- Theatrical release poster
- Directed by: Andrew Litvack
- Written by: Andrew Litvack
- Produced by: Ismail Merchant (executive)
- Starring: Dianne Wiest Jane Birkin Stanislas Merhar Bulle Ogier
- Cinematography: Laurent Machuel
- Edited by: Giles Gardner
- Music by: Geoffrey Alexander Giacomo Puccini (from opera "Turandot")
- Distributed by: Pan-Européenne Distribution
- Release date: 13 October 2002 (Mill Valley Film Festival);
- Running time: 91 minutes
- Country: France
- Languages: English French
- Box office: $19,867

= Merci Docteur Rey =

2002 comedy film directed by Andrew Litvack

Merci Docteur Rey is a 2002 comedy film directed and written by Andrew Litvack.
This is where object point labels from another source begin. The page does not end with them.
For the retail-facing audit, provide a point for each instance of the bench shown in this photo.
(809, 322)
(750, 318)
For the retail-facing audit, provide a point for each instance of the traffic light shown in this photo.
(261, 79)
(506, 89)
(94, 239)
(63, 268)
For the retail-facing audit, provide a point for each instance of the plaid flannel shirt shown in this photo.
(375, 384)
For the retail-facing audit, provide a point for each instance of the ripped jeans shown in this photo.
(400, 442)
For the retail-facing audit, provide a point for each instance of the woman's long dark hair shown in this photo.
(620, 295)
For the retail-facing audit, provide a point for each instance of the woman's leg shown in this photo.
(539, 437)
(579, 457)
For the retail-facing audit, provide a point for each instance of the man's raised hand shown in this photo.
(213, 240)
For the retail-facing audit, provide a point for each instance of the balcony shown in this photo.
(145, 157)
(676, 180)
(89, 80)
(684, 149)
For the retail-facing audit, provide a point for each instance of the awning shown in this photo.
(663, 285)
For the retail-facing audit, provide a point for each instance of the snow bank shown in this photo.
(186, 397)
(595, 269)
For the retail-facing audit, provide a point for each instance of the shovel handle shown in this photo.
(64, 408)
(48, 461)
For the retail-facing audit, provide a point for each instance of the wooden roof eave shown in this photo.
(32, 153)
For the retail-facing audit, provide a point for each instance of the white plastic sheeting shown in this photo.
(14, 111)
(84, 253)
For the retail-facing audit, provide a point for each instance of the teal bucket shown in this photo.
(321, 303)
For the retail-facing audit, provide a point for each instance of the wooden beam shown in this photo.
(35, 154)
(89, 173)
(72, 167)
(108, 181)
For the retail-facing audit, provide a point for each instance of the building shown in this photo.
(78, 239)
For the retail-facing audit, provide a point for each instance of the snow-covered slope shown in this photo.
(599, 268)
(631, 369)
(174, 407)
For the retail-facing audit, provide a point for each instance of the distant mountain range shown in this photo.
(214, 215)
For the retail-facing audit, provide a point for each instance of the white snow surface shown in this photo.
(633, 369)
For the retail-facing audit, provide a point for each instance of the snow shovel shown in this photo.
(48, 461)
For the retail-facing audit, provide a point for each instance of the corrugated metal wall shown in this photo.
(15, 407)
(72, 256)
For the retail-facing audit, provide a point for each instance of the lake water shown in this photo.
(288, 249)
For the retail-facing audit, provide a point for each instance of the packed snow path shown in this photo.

The film stars Dianne Wiest, Jane Birkin, Simon Callow, Jerry Hall, Vanessa Redgrave, Bulle Ogier, and Stanislas Merhar. It is produced by Ismail Merchant and his company Merchant Ivory Productions.

==Synopsis==
Thomas Beaumont is a young man recruited into an illicit love triangle to watch a much older man's sexual liaison, but ends up witnessing what turns out to be the older man's murder. The next day his mother Elisabeth informs him that his estranged father has been in Paris until the previous night, when he was murdered. Seeking help with infamous psychiatrist Docteur Rey, the young man comes across Pénélope, an eccentric actress who has come totally unhinged by the death of Rey.

== Critical reception ==
On review aggregator website Rotten Tomatoes, with 22 reviews, the film has a rare approval rating of 0% – meaning no favorable reviews whatsoever – receiving an average rating of 3.20/10. The site's consensus is: "This overly wacky farce strains for sophistication but lacks polish and a coherent narrative."

==Home media==
This film was released on DVD in Australia by Payless Entertainment.